Title: LEVELS OF PROTEIN AND PROTEIN COMPOSITION IN HARD WINTER WHEAT FLOURS AND THE RELATIONSHIP TO BREADMAKING Authors
|Park, Seok Ho|
|Seib, Paul - KANSAS STATE UNIV|
Submitted to: Cereal Chemistry
Publication Type: Peer Reviewed Journal
Publication Acceptance Date: May 5, 2006
Publication Date: July 1, 2006
Citation: Park, S., Bean, S., Chung, O.K., Seib, P.A. 2006. Levels of protein and protein composition in hard winter wheat flours and the relationship to breadmaking. Cereal Chemistry. 83(4):418-423. Interpretive Summary: We investigated the relationships between protein content and composition, and studied the effects of variations of protein content and composition on the breadmaking qualities such as absorption, mixing time, loaf volume, and crumb grain. We found that protein composition is varied with changes of protein content. As protein content was increased, gliadin fraction was increased, whereas insoluble polymeric protein (IPP) and albumin and globulin fractions were relatively decreased. When total flour protein content, and soluble protein (SP), and gliadins were increased, loaf volume was increased. Bake water absorption was increased when IPP content in flour was increased. Bake mix time was not correlated with total protein content probably because IPP in total protein was positively related with mixing time, whereas SPP in total protein was negatively related with bake mix time. Bread crumb grain scores showed weak positive relations with both SP and gliadins in flour.

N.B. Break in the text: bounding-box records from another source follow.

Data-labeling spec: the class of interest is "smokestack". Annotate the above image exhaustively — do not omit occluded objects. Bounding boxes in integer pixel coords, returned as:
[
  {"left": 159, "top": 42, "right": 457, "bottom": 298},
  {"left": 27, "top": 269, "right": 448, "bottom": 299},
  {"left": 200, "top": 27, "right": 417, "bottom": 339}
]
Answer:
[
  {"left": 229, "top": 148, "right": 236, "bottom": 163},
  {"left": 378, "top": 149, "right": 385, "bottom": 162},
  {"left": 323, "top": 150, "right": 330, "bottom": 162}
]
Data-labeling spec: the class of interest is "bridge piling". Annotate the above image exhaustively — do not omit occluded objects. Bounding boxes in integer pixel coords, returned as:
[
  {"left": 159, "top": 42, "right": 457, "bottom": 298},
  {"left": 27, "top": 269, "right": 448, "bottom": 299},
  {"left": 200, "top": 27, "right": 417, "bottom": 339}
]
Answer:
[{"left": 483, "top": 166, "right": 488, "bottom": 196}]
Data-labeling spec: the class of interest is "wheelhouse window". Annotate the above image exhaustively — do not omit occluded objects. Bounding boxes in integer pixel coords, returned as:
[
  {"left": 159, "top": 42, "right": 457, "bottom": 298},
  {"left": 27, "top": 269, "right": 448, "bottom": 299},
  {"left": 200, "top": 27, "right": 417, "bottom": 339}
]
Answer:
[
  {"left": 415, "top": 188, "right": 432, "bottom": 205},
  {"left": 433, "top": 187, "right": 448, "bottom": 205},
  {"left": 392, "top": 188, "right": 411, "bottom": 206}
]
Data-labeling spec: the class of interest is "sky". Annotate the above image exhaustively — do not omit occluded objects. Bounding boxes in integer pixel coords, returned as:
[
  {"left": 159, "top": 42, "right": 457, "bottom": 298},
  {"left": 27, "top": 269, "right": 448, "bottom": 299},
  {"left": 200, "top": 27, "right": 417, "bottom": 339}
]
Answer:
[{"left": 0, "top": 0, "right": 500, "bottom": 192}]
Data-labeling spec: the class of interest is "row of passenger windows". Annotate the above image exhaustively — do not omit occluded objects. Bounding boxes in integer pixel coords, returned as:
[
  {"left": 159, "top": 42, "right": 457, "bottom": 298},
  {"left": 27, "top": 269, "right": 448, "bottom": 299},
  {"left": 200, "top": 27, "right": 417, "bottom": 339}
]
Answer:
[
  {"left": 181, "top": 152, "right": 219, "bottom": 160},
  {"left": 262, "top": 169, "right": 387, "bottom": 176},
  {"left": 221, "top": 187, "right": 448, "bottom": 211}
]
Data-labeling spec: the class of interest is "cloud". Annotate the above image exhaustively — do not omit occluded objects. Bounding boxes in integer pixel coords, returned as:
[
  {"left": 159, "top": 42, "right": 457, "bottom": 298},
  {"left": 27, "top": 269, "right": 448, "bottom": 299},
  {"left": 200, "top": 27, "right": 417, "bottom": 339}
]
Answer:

Technical Abstract: Protein and protein fractions were measured in 49 hard winter wheat flours to investigate their relationship to breadmaking properties, particularly loaf volume which varied from 760 to 1055 cm3/100 g flour, and crumb grain score of 1.0-5.0. Total soluble protein (SP) in 50% 1-propanol was separated into albumins and globulins (AG), gliadins, and soluble polymeric proteins (SPP) using size exclusion high-performance liquid chromatography (SE-HPLC). Insoluble polymeric protein (IPP) was determined by combustion assay of the residue. Protein composition varied with flour protein content because SP and gliadin levels increased proportionally to increased protein content, but AG, SPP, and IPP levels did not. Flour protein content was positively correlated with loaf volume and bake water absorption (r = 0.80, P<0.0001 and r = 0.45, P<0.01, respectively). The percent SP based on flour showed the highest correlation with loaf volume (r = 0.85) and low but significant correlation with crumb grain score (r = 0.35, P<0.05). Percent gliadins based on flour and on protein content were positively correlated to loaf volume (r = 0.73, P<0.0001 and r = 0.46, P <0.001, respectively). The percent IPP based on flour was the only protein fraction that was highly correlated (r = 0.62, P<0.0001) with bake water absorption followed by AG in flour (r = 0.30, P<0.05). Bake mix time was correlated positively with percent IPP based on protein (r = 0.86) but negatively with percent SPP based on protein (r = -0.56, P<0.0001).